Le « Dahir berbère » de 1930 est la codification de toute la politique judiciaire et administrative menée par le protectorat français au Maroc en territoire « pacifié » au nom du sultan : cette pacification concerne des « tribus » autonomes (bled siba), vivant en zones montagneuses le plus souvent, de dialectes berbères, où la législation musulmanes n’était pas ou guère appliquée, donc sans fonctionnaires « coraniques » investis par le sultan, la coutume orale étant dite et appliquée par la jemaa « coutumière ». [Parfois la coutume était rédigée par des lettrés « arabes », transcrivant en caractères arabes des textes « berbères »]. Que faire quand les officiers français (et leur troupe généralement « berbère ») « pacifient » une tribu ? Plutôt que d’incorporer celle-ci à la loi musulmane (chraa) pratiquée par les agents du maghzen, les officiers « d’affaires indigènes » français qui assurent l’administration au nom du protectorat procèdent en dialecte berbère, avec traduction en français et non en arabe, à la rédaction des coutumes et des jugements prononcés par la jemaa : souci de « rationaliser » en vue d’une future application de législation « moderne » française, en même temps que souci de soustraire ces tribus à une légisation « rétrograde et corrompue »… ce qui aboutit à une accusation massive de vouloir « désislamiser » et christianiser des populations réputées peu islamisées [vision évolutionniste de tribus berbères pétries de coutumes « préislamistes » avec un verni « récent » musulman facilement remplaçable par une idéologie « laïco-chrétienne » au gré de l’idéologie des autorités du protectorat consultées, scientifiques, militaires et administratives].
C’est en 1930- 31, contre ce dahir, un vaste mouvement d’opinion, tant au Moyen-Orient qu’en Europe, pour dénoncer une politique coloniale qui au Maroc même est la cible du petit noyau nationaliste naissant qui jusqu’alors ne concernait que quelques centaines de « jeunes » citadins, avant tout de Fès ou de Salé, plus souvent issus de l’embryon d’enseignement moderne francophone que de l’enseignement traditionnel de la Karaouine de Fès, en général issus de familles importantes. Jusqu’alors ces petits groupes s’étaient manifestés principalement par la création d’écoles « libres » arabophones modernistes (entre 1921 et 1925 : 5 à Fès, 3 à Rabat, 2 à Marrakech, d’autres à Casablanca, Tétouan, Salé, El-Jadida, Safi, Essaouira : en tout 31).

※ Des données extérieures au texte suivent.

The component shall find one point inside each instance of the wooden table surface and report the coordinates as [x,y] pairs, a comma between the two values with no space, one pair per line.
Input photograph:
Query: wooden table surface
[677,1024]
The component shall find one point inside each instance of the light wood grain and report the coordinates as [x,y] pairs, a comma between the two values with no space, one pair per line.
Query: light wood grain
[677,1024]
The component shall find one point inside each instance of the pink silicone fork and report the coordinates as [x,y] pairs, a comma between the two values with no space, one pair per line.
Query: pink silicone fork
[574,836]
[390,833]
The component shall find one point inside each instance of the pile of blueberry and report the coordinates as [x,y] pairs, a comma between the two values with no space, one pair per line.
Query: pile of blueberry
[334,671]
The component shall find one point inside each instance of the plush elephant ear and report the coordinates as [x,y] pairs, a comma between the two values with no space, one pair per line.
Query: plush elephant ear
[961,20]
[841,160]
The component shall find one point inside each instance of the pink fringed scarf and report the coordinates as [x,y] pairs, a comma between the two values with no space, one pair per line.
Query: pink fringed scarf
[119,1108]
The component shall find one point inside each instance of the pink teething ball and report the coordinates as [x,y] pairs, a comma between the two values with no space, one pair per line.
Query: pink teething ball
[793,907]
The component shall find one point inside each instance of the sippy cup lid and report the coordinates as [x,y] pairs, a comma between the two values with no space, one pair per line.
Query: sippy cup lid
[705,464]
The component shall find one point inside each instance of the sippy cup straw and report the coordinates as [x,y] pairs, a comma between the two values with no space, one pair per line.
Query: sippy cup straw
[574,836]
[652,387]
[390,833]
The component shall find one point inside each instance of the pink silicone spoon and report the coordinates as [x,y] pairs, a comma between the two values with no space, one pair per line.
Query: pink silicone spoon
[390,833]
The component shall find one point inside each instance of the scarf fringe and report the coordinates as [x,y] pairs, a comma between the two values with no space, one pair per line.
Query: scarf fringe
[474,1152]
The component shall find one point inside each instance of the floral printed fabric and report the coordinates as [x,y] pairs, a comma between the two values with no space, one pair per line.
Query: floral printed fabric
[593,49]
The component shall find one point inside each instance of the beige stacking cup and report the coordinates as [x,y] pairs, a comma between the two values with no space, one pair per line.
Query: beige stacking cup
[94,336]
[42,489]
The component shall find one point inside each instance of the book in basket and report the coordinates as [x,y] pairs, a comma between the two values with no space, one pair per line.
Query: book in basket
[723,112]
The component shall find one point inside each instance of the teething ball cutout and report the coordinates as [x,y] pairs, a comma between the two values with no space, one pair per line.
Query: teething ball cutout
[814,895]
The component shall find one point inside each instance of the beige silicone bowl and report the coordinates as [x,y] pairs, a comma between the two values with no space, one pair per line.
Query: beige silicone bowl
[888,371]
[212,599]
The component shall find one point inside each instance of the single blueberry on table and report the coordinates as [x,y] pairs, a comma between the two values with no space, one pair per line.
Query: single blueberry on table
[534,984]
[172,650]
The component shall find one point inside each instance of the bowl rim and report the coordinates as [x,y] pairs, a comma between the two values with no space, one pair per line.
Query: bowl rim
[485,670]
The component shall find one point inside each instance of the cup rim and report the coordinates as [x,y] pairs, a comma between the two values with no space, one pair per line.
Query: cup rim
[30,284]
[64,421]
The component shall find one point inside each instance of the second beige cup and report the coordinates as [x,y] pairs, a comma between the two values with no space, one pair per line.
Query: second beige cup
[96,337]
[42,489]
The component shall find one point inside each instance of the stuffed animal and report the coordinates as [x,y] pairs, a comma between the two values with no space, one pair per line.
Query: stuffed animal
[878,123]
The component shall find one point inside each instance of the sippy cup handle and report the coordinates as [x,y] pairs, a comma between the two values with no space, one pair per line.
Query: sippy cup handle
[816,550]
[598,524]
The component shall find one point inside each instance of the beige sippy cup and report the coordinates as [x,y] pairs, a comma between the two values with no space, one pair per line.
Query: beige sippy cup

A partir de 1925 ils créent aussi des « sociétés secrètes » (Fès, Tétouan) qui diffusent une pensée réformiste ; en 1927-28 des troupes théatrales (en arabe) confortent cette propagande nationaliste.
Les débuts d’une scolarisation francophone par des instituteurs français en pays berbère suit la pacification des tribus : 6 en 1923, proches de Fès, Meknes et Taza ; avec un projet d’école normale pour former des instituteurs indigènes : elle est implantée en 1927 à Azrou.